A lot different. Especially in the United States, where I live, and other Western cultures.
Regardless of our gender, regardless of our religious (or non-religious) affiliations, regardless of our politics, regardless of which state we live in, and regardless of whether our parents themselves are married, we are mathematically likely to get married, or enter into a long-term relationship with dynamics that approximate marriage.
In the U.S., 95 percent of people 18 and older are either married, divorced, or planning to marry someday. In other words, marriage DIRECTLY affects and influences 9.5 out of every 10 U.S. adults.
Why?
Well, we can do the whole history-lesson thing even though it’s probably mind-numbingly boring to most people. We can talk about how Western civilization spread and evolved, incorporating beliefs and traditions rooted in Ancient Greece, the Roman Empire, Ancient Israel, and the early Catholic Church, all of which continue to influence a ton of our beliefs, religious and political practices, and cultural traditions today.
OR.
We can simply agree that—just as pre-Wonder Woman Diana grew up surrounded only by women and thusly never conceived of marriage and family as a concept—everyone living in Western, English-speaking societies grows up seeing the VAST majority of people around them dating, getting engaged, getting married, and having children (even if they’re only seeing it depicted on TV and in the movies), resulting in most of us believing: Getting married is just what you do when you’re an adult! It’s what you’re supposed to do, and you’re probably weird if you don’t!
Unless you have same-sex romantic leanings or grew up in a single-parent family while hiding out in the woods, I assume—like me—you grew up never for a second questioning the idea that pairing up with someone and probably having children with them was basically ingrained into your belief system. You never even stopped to consider other alternative futures.
Other than our own births—which none of us actually remember—our wedding day and the birth of our first child are frequently cited as the biggest, most significant, happiest days of our lives.
Marriage: Survivor Island
Because that’s what marriage essentially is, right? Survivor Island minus the television crews?
No matter how wonderful our parents and extended families are, and no matter the quality of our education and academic experiences, MARRIAGE is essentially the equivalent of everyone we invite to our wedding being on the same jumbo plane with us and bidding us farewell as we parachute onto some island we know next to nothing about.
We know how to eat. But do we know where to find food, and what’s safe to eat?
Maybe we know how to build shelter. But do we know what location makes sense, and what the greatest threats to our safety—weather, disease, animals, other people—are?
We kind-of, sort-of know how to not die, but in this case, we don’t even know what may or may not be fatal.

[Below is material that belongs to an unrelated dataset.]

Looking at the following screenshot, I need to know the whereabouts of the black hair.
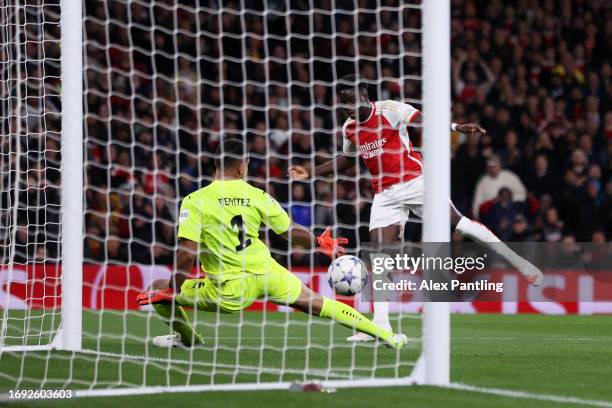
[336,75,368,93]
[215,137,246,170]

“Good luck!!! We love you guys!!! Never go to bed angry!!!” they all smile and wave to us with the best of intentions and fortune-cookie marriage advice, as they’re sending us off on the ultimate Darwinian experience.
…
No one tells us the truth about marriage, and even if they try it doesn’t take, because most of us don’t take anything seriously that isn’t an immediate threat. It sounds like a cliché, but it’s a REALLY important concept: We CANNOT know what we don’t know.

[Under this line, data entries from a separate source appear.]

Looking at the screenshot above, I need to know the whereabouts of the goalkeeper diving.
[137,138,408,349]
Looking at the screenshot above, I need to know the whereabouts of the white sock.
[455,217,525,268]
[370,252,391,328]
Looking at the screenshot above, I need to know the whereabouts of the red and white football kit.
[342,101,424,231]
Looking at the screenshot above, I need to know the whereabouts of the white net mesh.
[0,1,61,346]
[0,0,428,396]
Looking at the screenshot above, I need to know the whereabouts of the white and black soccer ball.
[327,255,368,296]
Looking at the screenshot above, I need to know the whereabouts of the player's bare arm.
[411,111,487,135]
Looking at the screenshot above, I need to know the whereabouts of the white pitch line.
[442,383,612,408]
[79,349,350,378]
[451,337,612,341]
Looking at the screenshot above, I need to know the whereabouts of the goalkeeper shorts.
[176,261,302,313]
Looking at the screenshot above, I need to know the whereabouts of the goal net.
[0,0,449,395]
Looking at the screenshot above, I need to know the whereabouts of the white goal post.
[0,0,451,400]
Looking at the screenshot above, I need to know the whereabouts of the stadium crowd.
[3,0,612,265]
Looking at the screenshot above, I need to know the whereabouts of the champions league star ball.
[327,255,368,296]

Old or long-married couples bicker at each other and seem as if they haven’t had sex in two decades. That’s just what happens when you’re married that long!
I didn’t like hearing people I loved speak crossly to one another, but I also never doubted the substance and stability of their marriages.
Even if their marriage was garbage, where I came from, if people got married, it was likely to be forever.
Nowhere was that more evident than my grandfather’s funeral less than two weeks ago where I saw dozens of people I hadn’t seen in a decade or two, many of whom were there with their spouses just as I remembered them from childhood.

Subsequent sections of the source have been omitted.